3. The search warrant does not particularly describe the things to be seized. The
documents, papers and effects sought to be seized are described in the Search
Warrant.

“Unregistered and private books of accounts (ledgers, journals, columnars, receipts and
disbursements books, customers ledgers); receipts for payments received; certificates of stocks and
securities; contracts, promissory notes and deeds of sale; telex and coded messages; business
communications, accounting and business records; checks and check stubs; records of bank
deposits and withdrawals; and records of foreign remittances, covering the years 1966 to 1970.”

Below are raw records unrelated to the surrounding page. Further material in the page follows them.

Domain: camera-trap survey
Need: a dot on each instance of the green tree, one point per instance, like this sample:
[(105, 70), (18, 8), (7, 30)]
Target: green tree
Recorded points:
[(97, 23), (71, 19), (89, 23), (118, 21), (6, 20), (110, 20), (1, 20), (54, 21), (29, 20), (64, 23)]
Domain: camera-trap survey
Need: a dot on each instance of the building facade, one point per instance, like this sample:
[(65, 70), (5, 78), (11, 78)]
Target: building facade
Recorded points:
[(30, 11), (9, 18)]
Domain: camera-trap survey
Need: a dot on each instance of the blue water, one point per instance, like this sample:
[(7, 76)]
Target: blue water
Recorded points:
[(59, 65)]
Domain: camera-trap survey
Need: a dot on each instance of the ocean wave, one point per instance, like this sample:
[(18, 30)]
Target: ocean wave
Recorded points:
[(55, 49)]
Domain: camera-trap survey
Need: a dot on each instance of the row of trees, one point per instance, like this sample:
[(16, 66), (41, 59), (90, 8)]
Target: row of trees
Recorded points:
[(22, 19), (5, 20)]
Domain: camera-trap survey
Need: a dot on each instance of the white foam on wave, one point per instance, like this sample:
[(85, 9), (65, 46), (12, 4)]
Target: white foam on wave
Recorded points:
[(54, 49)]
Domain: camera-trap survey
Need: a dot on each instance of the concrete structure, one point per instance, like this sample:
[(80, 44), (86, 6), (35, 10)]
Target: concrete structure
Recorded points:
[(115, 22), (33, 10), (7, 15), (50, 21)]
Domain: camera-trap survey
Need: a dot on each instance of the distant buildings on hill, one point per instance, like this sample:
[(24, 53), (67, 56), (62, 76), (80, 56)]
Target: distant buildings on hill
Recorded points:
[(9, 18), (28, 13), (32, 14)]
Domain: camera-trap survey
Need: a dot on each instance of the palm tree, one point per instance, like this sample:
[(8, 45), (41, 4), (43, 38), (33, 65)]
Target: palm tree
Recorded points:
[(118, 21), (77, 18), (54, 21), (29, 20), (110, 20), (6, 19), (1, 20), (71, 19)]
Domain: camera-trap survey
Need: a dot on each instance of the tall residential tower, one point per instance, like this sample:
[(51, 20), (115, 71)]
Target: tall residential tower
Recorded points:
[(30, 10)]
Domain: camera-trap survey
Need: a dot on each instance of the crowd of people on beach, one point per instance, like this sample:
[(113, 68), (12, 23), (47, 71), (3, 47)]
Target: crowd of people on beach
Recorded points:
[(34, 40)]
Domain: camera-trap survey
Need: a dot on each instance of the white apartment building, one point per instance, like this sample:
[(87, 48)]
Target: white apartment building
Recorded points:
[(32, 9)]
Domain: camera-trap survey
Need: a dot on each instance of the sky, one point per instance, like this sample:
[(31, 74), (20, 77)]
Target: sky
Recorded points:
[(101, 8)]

The description does not meet the requirement in Art III, Sec. 1, of the Constitution, and
of Sec. 3, Rule 126 of the Revised Rules of Court, that the warrant should particularly describe the
things to be seized.
A search warrant may be said to particularly describe the things to be seized when the
description therein is as specific as the circumstances will ordinarily allow or when the description
expresses a conclusion of fact not of law by which the warrant officer may be guided in making
the search and seizure or when the things described are limited to those which bear direct relation
to the offense for which the warrant is being issued.